Each one of the questions asks about the relationship between two categorical variables. In this lesson, we will consider graphical and numerical summaries for such a relationship.
In this lesson, we will use the pulse dataset. Eight variables were collected on 91 college students. Each student was asked to flip a coin. Those whose coin came up heads were asked to run in place for a minute or so. All students measured their own pulse rate both before and after the running activity took place. We will investigate whether there is a relationship between whether a student smoked or not, Smoke, and the student’s gender, Sex.
Here is the some of the data:
PuBefore PuAfter Ran Smoke Sex Height Weight ActLev
1 54 56 no yes male 69 145 2
2 54 50 no no male 69 160 2
3 58 70 yes no male 72 145 2
4 58 58 no no male 66 135 3
5 58 56 no no female 67 125 2
6 60 76 yes no male 71 170 3
Example 1: Identify the observational units, the variables and the types of variables for the following examples from above.
A contingency table gives us the counts in each possible combination of the two variables.
In lesson 1.2, we made a frequency table with the table command in R as a way of summarizing one categorical variable. When we have two categorical variables, we will once again use the table command in R to create a contingency table.
Notice that we can use the table command with different inputs (one categorical variable or two categorical variables) and get different outputs (just like the boxplot command from Lesson 2.1).
The first variable listed in the table command will make up the rows of the contingency table and the second variable listed will make up the columns.
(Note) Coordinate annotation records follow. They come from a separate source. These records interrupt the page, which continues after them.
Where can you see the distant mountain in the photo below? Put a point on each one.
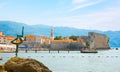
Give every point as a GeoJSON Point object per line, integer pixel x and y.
{"type": "Point", "coordinates": [13, 28]}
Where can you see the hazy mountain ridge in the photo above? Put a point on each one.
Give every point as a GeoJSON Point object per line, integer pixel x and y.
{"type": "Point", "coordinates": [14, 28]}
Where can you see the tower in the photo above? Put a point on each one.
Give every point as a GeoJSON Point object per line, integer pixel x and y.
{"type": "Point", "coordinates": [52, 33]}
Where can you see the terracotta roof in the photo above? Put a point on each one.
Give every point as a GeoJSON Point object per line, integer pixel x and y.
{"type": "Point", "coordinates": [10, 37]}
{"type": "Point", "coordinates": [44, 37]}
{"type": "Point", "coordinates": [31, 36]}
{"type": "Point", "coordinates": [63, 41]}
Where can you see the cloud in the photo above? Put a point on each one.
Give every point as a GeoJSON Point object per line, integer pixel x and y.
{"type": "Point", "coordinates": [78, 1]}
{"type": "Point", "coordinates": [104, 20]}
{"type": "Point", "coordinates": [2, 5]}
{"type": "Point", "coordinates": [84, 4]}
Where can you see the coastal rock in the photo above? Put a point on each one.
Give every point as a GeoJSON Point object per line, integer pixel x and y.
{"type": "Point", "coordinates": [17, 64]}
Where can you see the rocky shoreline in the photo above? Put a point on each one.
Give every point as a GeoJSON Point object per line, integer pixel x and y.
{"type": "Point", "coordinates": [17, 64]}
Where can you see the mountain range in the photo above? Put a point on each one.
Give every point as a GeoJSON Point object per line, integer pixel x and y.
{"type": "Point", "coordinates": [11, 28]}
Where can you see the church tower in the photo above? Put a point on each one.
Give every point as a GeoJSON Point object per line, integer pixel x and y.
{"type": "Point", "coordinates": [52, 33]}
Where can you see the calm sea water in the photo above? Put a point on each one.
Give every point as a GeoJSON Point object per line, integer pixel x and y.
{"type": "Point", "coordinates": [74, 61]}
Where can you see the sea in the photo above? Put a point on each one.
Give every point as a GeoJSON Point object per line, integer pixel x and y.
{"type": "Point", "coordinates": [73, 61]}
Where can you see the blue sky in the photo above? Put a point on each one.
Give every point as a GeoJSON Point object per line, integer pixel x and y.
{"type": "Point", "coordinates": [84, 14]}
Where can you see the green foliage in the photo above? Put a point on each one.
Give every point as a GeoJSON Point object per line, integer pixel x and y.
{"type": "Point", "coordinates": [87, 44]}
{"type": "Point", "coordinates": [74, 37]}
{"type": "Point", "coordinates": [58, 38]}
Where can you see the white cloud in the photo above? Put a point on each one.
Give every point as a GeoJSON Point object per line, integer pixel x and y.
{"type": "Point", "coordinates": [2, 5]}
{"type": "Point", "coordinates": [76, 7]}
{"type": "Point", "coordinates": [78, 1]}
{"type": "Point", "coordinates": [102, 20]}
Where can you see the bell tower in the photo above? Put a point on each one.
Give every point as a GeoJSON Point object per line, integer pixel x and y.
{"type": "Point", "coordinates": [52, 33]}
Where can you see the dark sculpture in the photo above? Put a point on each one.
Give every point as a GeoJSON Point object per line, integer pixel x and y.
{"type": "Point", "coordinates": [17, 41]}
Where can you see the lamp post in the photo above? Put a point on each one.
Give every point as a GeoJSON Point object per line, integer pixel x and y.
{"type": "Point", "coordinates": [17, 41]}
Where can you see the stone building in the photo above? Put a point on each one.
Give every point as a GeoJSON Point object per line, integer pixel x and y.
{"type": "Point", "coordinates": [98, 41]}
{"type": "Point", "coordinates": [61, 44]}
{"type": "Point", "coordinates": [3, 39]}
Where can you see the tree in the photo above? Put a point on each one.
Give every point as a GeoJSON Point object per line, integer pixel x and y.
{"type": "Point", "coordinates": [73, 37]}
{"type": "Point", "coordinates": [58, 38]}
{"type": "Point", "coordinates": [87, 43]}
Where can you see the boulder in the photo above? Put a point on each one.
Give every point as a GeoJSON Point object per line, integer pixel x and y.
{"type": "Point", "coordinates": [17, 64]}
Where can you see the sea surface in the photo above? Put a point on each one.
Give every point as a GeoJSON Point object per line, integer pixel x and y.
{"type": "Point", "coordinates": [73, 61]}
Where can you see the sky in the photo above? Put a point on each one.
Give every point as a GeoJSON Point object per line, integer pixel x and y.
{"type": "Point", "coordinates": [101, 15]}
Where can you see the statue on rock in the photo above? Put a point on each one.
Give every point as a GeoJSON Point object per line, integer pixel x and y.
{"type": "Point", "coordinates": [17, 41]}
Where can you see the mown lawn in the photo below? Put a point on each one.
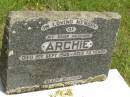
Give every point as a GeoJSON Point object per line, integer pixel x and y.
{"type": "Point", "coordinates": [121, 56]}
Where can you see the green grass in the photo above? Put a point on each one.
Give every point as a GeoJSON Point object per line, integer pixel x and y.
{"type": "Point", "coordinates": [121, 56]}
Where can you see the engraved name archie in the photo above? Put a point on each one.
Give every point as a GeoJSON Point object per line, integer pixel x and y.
{"type": "Point", "coordinates": [69, 44]}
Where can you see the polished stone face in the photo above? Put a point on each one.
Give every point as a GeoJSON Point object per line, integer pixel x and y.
{"type": "Point", "coordinates": [44, 49]}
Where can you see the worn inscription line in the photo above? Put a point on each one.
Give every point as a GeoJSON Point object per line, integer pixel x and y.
{"type": "Point", "coordinates": [62, 54]}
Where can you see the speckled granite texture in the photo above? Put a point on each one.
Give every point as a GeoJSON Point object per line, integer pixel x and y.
{"type": "Point", "coordinates": [43, 50]}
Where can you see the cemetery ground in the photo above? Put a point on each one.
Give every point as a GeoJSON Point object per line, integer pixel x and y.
{"type": "Point", "coordinates": [121, 53]}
This will be important later on when we make a stacked barchart.
The R commands below creates a contingency table of Smoking Status and Sex with Smoking Status as the rows. The contingency table is stored in an object called t1.
> t1 <- table(pulse$Smoke,pulse$Sex)
> t1
female male
no 27 37
yes 8 19
We can see, for example, that there are 27 students who are nonsmoking females and there are 19 male smokers.
The marginal distribution is a frequency table of either the row or column variable in the contingency table. It is essentially looking at each categorical variable separately. The R command margin.table gives the marginal distribution from the contingency table. The margin = 1 subcommand asks for the marginal distribution of the row variable and the margin = 2 subcommand asks for the marginal distribution of the column variable.
> margin.table(t1,margin=1)
no yes
64 27
> margin.table(t1,margin=2)
female male
35 56
The conditional distribution shows the distribution of one variable given one value of the other variable. It involves comparing percentages instead of counts. However, there are several types of percentages that we can compute: overall percentages, column percentages and row percentages.
The overall percentage is where each value in the contingency table is divided by the total number of observations (in this case 91). This can be found using the prop.table command in R
> prop.table(t1)
female male
no 0.29670330 0.40659341
yes 0.08791209 0.20879121
For example, 29.6% of the students were females that don’t smoke and 20.9% of the students were males that do smoke. Notice that adding up all the entries sums to 1. We say “of the students” because we are dividing everything by all 91 students.
The row percentage is where each value in the contingency table is divided by the row totals (i.e.the marginal distribution of smoking status from the previous section). This can be found using the prop.table command with the margin = 1 subcommand in R
> prop.table(t1,margin=1)
female male
no 0.4218750 0.5781250
yes 0.2962963 0.7037037
For example, 42.2% of the nonsmokers are female and 70.4% of the smokers are male. Each row sums to 1. We say “of the nonsmokers” because we divided the nonsmoker row by the total number of nonsmokers and “of the smokers” because we divided the smoker row by the total number of smokers. This is called the conditional distribution of gender given smoking status. Each row shows us the whole distribution of gender (female/male) for each smoking status separately.
The column percentage is where each value in the contingency table is divided by the column totals (i.e.the marginal distribution of gender from the previous section). This can be found using the prop.table command with the margin = 2 subcommand in R
> prop.table(t1,margin=2)
female male
no 0.7714286 0.6607143
yes 0.2285714 0.3392857
For example, 77.1% of the females smoke and 66.1% of the males smoke. Each column sums to 1. We say “of the females” because we divided the female column by the total number of females and “of the males” because we divided the male column by the total number of males. This is called the conditional distribution of smoking status given gender. Each column shows us the whole distribution of smoking status (yes/no) for each gender separately.
The conditional distribution of smoking status given gender allows us to compare the rate of smoking in the two genders and is the key to describing the relationship between the two categorical variables. We can see that there is a slightly higher rate of smoking for men (34%) compared to women (23%). To see this even more clearly, we can make a stacked barchart of this conditional distribution.
To make a stacked barchart, use the barplot command on the conditional distribution of smoking status given gender in the previous section. This only works on column percentages since the barplot command makes each bar out of each column.
> barplot(prop.table(t1,margin=2),main="Smoking Status by Gender")
To add a legend and some color to the barplot
> barplot(prop.table(t1,margin=2),legend=TRUE,col=c("green","blue"),main = "Smoking Status by Gender")
The stacked barchart shows that the distribution of smokers is different for men and women, i.e. the blue and green parts are different sizes for the two genders. This difference in the two distributions indicates that there may be a relationship between gender and smoking status.
If the green and blue areas were identical for each gender then the distributions would be the same indicating no relationship between gender and smoking status.
We will return to this type of problem when we study hypothesis testing which will allow us to make more definitive conclusions about the relationship between these two variables.